Meanwhile the latest data on the housing market showed US home prices climbed 0.6 per cent in July on a seasonally adjusted basis, according to the S&P/Case Shiller composite index of 20 metropolitan areas, while US Federal Housing Finance Agency data showed home prices increased 1 per cent.
The pace of recovery is clear, but rising bond yields, pushing mortgage rates higher, might weaken the home buyers' appetite.
"Since April 2013, all 20 cities are up month to month; however, the monthly rates of price gains have declined. More cities are experiencing slow gains each month than the previous month, suggesting that the rate of increase may have peaked," David Blitzer, Chairman of the Index Committee at S&P Dow Jones Indices, said in a statement.
"Following the increase in mortgage rates beginning last May, applications for mortgages have dropped, suggesting that rising interest rates are affecting housing," Blitzer said. "The Fed's announcement last week that QE3 bond buying will continue for the time being may have only a limited, though favourable, impact on housing."

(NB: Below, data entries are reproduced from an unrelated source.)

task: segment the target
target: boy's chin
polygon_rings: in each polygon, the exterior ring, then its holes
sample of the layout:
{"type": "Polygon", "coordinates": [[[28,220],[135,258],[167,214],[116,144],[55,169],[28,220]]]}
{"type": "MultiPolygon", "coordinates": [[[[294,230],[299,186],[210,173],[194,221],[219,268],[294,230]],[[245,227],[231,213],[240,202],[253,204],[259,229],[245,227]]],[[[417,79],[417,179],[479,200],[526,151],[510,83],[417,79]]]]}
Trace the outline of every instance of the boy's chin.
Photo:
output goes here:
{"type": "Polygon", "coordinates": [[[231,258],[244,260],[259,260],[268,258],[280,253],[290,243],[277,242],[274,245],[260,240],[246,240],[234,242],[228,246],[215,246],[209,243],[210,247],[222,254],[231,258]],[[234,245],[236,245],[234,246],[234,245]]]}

And home prices are still a long way from their peak levels.
"Home prices still have a long way to go before home prices are back to levels that predated the collapse of the housing market," Thomas Simons, a money market economist at Jefferies, wrote in a note to clients, Reuters reported.
Consumer confidence remains shaky. The Conference Board's consumer confidence index fell to 79.7 this month, the lowest level since May, from 81.8 in August.
In Europe, the Stoxx 600 Index ended the day with a 0.2 per cent increase from the previous close, as did the UK's FTSE 100. Germany's DAX advanced 0.3 per cent, and France's CAC 40 added 0.6 per cent.
In Germany, Europe's largest economy, business confidence rose in September to the highest level in more than a year, Ifo institute data showed, though it missed expectations.